Achtergrond: Het zuivere-toon audiogram, hoewel fundamenteel voor de audiologie, heeft beperkingen, vooral in het geval van centrale auditieve betrokkenheid. Vooruitgang in de auditieve neurowetenschap onderstreept de aanzienlijk grotere rol van het centrale auditieve zenuwstelsel (KANS) in het gehoor en verwante stoornissen. Gezien de beschikbaarheid van gedragsaudiologische tests en elektrofysiologische procedures die een beter inzicht kunnen verschaffen in de functie van de verschillende componenten van het auditieve systeem, worden in dit perspectiefstuk de beperkingen van het zuivere-toonaudiogram besproken en worden enkele van de voordelen van andere tests en procedures die samen met de drempelmeting van de zuivere toon worden gebruikt, opgemerkt.

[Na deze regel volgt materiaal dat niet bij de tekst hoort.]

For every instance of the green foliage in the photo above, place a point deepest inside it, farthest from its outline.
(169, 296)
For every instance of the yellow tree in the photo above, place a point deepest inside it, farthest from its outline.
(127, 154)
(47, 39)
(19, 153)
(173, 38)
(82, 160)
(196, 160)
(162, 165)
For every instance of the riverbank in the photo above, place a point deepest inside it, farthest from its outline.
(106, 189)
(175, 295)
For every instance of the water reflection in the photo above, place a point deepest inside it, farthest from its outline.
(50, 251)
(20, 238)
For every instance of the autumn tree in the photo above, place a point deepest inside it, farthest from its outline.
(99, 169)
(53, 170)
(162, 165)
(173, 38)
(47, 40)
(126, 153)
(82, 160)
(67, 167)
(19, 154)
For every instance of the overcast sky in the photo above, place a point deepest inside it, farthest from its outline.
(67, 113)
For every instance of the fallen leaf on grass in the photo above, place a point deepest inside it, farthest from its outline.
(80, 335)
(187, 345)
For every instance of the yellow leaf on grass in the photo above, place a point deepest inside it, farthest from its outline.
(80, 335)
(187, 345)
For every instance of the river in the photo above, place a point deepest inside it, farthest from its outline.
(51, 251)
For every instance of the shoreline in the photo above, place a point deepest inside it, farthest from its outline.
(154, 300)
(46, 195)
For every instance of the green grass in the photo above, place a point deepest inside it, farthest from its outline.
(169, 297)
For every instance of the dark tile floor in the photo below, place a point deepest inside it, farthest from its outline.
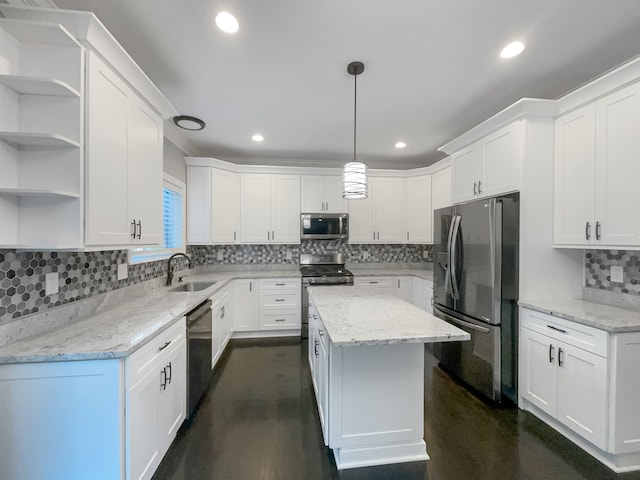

Doel: Het herzien en samenvatten van de literatuur met betrekking tot het nut en de beperkingen van het zuivere-toonaudiogram bij het vaststellen van disfunctie van perifere sensorische en neurale systemen, evenals de KANS, en het identificeren van andere tests en procedures die zuivere-toondrempels kunnen aanvullen en een verbeterd diagnostisch inzicht kunnen bieden, vooral met betrekking tot problemen van het centrale auditieve systeem.
Onderzoeksopzet: Een systematische review en synthese van de literatuur.
Gegevensverzameling en analyse: De auteurs hebben onafhankelijk van elkaar literatuur (tijdschriftartikelen, boekhoofdstukken) met betrekking tot de beperkingen van het zuivere-toon audiogram gezocht en beoordeeld.
Resultaten: Het zuivere-toon audiogram geeft informatie over de gehoorgevoeligheid in een geselecteerd frequentiegebied. Normale of bijna normale zuivere-toon drempels worden soms waargenomen ondanks cochleaire schade. Er is een verrassend aantal patiënten met akoestische neuromas die in wezen normale zuivere-toon-drempels hebben. Bij centrale doofheid kan het zijn dat de lage zuivere-toon-drempels de toestand van het perifere auditieve systeem niet accuraat weergeven. Luisterproblemen worden waargenomen in aanwezigheid van normale zuivere-toon-drempels. Suprathreshold procedures en een verscheidenheid van andere tests kunnen informatie verschaffen over andere en vaak meer centrale functies van het auditieve systeem.
Conclusies: Het audiogram is een primair instrument voor het bepalen van het type, de mate en de configuratie van gehoorverlies; het geeft de clinicus echter alleen informatie over de gehoorgevoeligheid en geen informatie over de centrale auditieve verwerking of de auditieve verwerking van signalen uit de echte wereld (d.w.z. spraak, muziek). Het zuivere-toon audiogram biedt een beperkt inzicht in het functionele gehoor en moet alleen worden gezien als een test van de gehoorgevoeligheid. Gezien de beperkingen van het zuiveretoonaudiogram wordt een kort overzicht gegeven van beschikbare gedragstests en elektrofysiologische procedures die gevoelig zijn voor de functie en integriteit van het centrale auditieve systeem en die betere diagnostische en revalidatie-informatie verschaffen aan de clinicus en de patiënt.